Diode and Ohm's Law question

Thread Starter


Joined Jan 5, 2011
I have this diode that is rated at 1000Volts @ 1 amp. This means that it can handle 1000 watts of power. With use of Ohm's law, W = VI, does that mean that I can pass 83 Amps through this diode @ 12 volts? Or does that law not apply?



Joined Apr 20, 2004
Not at all. The PIV rating (peak inverse voltage) will let it block up to 1000 volts. The junction can pass 1 amp of current at any voltage under 1000. Diodes are not resistors.

That's probably a 1N4007?
For an ideal diode, the forward voltage across the diode when it is conducting current will be .7 volts. In this condition it can conduct up to 1 amp of current. The 1000 volts is when the voltage is placed across the diode in the opposite direction. When the diode is reverse biased in this way the current through the diode is essentially zero. Above 1000 volts in the reverse direction the diode will breakdown or get destroyed.


Joined Dec 20, 2007
The maximum peak forward current of a 1N4007 rectifier diode is 30A for a duration no longer than 8.3ms (a half-cycle of a 60Hz sinewave).


Joined Nov 30, 2010
ecg125 is another number for 1n4007, and no, a part labeled 1 amp will not survive 83 amps, and the 1000 reverse volts that you don't apply to it times 1 amp maximum continuous forward current does not equal 1000 watts.

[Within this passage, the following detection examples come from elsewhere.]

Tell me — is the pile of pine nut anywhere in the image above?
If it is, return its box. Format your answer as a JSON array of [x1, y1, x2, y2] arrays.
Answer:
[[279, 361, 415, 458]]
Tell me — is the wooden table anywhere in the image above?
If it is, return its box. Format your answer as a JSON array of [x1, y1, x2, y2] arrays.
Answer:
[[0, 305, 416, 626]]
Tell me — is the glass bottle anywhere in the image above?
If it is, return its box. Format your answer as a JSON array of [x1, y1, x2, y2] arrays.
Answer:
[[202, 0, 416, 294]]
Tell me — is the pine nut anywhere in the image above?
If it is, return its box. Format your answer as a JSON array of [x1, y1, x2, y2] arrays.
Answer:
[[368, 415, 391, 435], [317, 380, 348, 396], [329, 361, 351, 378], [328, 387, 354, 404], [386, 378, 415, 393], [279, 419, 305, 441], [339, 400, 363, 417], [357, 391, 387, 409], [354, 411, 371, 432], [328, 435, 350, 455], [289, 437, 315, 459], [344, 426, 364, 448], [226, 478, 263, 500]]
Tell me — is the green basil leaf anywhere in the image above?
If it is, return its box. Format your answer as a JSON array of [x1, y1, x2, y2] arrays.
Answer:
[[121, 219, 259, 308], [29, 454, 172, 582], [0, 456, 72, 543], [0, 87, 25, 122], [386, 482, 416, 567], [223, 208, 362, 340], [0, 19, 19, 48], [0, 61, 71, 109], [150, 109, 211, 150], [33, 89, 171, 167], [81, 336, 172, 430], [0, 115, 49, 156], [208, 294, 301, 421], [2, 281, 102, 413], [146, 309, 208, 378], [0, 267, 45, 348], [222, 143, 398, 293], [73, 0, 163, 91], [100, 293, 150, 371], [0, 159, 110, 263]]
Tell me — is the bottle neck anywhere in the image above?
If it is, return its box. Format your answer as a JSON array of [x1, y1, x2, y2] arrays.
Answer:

I think you need to read about diodes.


Joined Sep 30, 2009
For an ideal diode, the forward voltage across the diode when it is conducting current will be .7 volts. In this condition it can conduct up to 1 amp of current.
I have a question about this statement. In almost every text and post this is said. But when you look at a data sheet of diodes there is usually a graph which shows it different.

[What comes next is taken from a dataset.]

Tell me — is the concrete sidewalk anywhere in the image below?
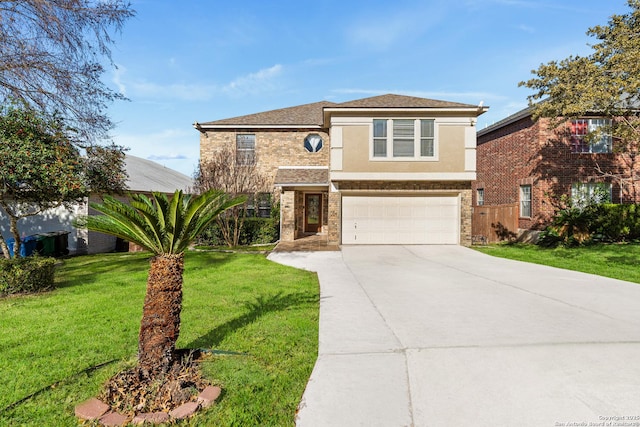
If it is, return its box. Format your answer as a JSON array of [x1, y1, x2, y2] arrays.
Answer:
[[270, 246, 640, 427]]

The .7V drop is(the way I see it) just a threshold voltage drop. As the amperage through the diode increases, the voltage drop also increases. So why do people say that the voltage drop is only .7V when it can be much more in a circuit?

This for me is one of the reasons that electronics is so hard to learn.


Joined Nov 30, 2010
It's laziness. Anyone that designs circuits has seen the graphs of forward voltage compared to forward current. Most people here say ".7" because it works for hobby stuff.

Most people also say .6 volts for a forward biased bipolar transistor. I did the experiments and found that Amps (collector) compared to Volts (base to emitter) is a straight line on logarhythmic graph paper. In other words, all the voltages from really tiny to about a whole volt can show up as Vbe depending on Ic. Are you going to explain that to every beginner?


Joined Jul 17, 2007
The 0.7v reference is just for convenience's sake. A 1N400x diode with 1A current flowing through it will have close to a 1V drop across itself (around 0.95v).

I did an informal test of a 1N4002 diode a few years ago; with 20uA current flow the Vf was 0.4v; .2mA was 0.5v, 2mA was 0.6v, 20mA was 0.7v. I didn't go to 200mA, but extrapolating from the plot I made, it would be close to 0.8v.

StayAtHomeElectronics mentioned an "ideal diode" that are frequently characterized with a Vf of 0.7v - and it doesn't matter how much current you put through them, the Vf will stay the same. That shouldn't be confused with a MOSFET as an "ideal diode" in synchronous switching supplies or synchronous rectifiers; as in that situation the MOSFET will not have a Vf to speak of (except for the intrinsic body diode), only the Rds(on) would be considered.
The 0.7 volt number for diodes is an approximation. The initial comments seemed to show a little misunderstanding of the functionality of a diode. A simplified model is the best place to start, especially given that there are no real circuit associated with the question.

Considering the 0.7 volt forward drop across a diode as a threshold voltage is also simplification the diode. It is not true that the diode does not conduct below 0.7 volts. It is true that once you get below that approximate voltage that the current that passes through the diode gets small, or even very small. That is what makes that simplification valid in many cases.

For the 1n400x, the forward drop is typically 1.4 volts at 20 Amps. That comes from the Fairchild Semiconductor datasheet. So, 20 uA gives 0.4v drop across the diode, from Sgt Wookie's informal test above, and 20 A gives 1.4v. 0.7 volts is not a bad starting point when you do not know the operating region of the parts.

Also, without some initial calculations you do not know what parameters are required in the part, so you can not always start with a part number or characteristic curves.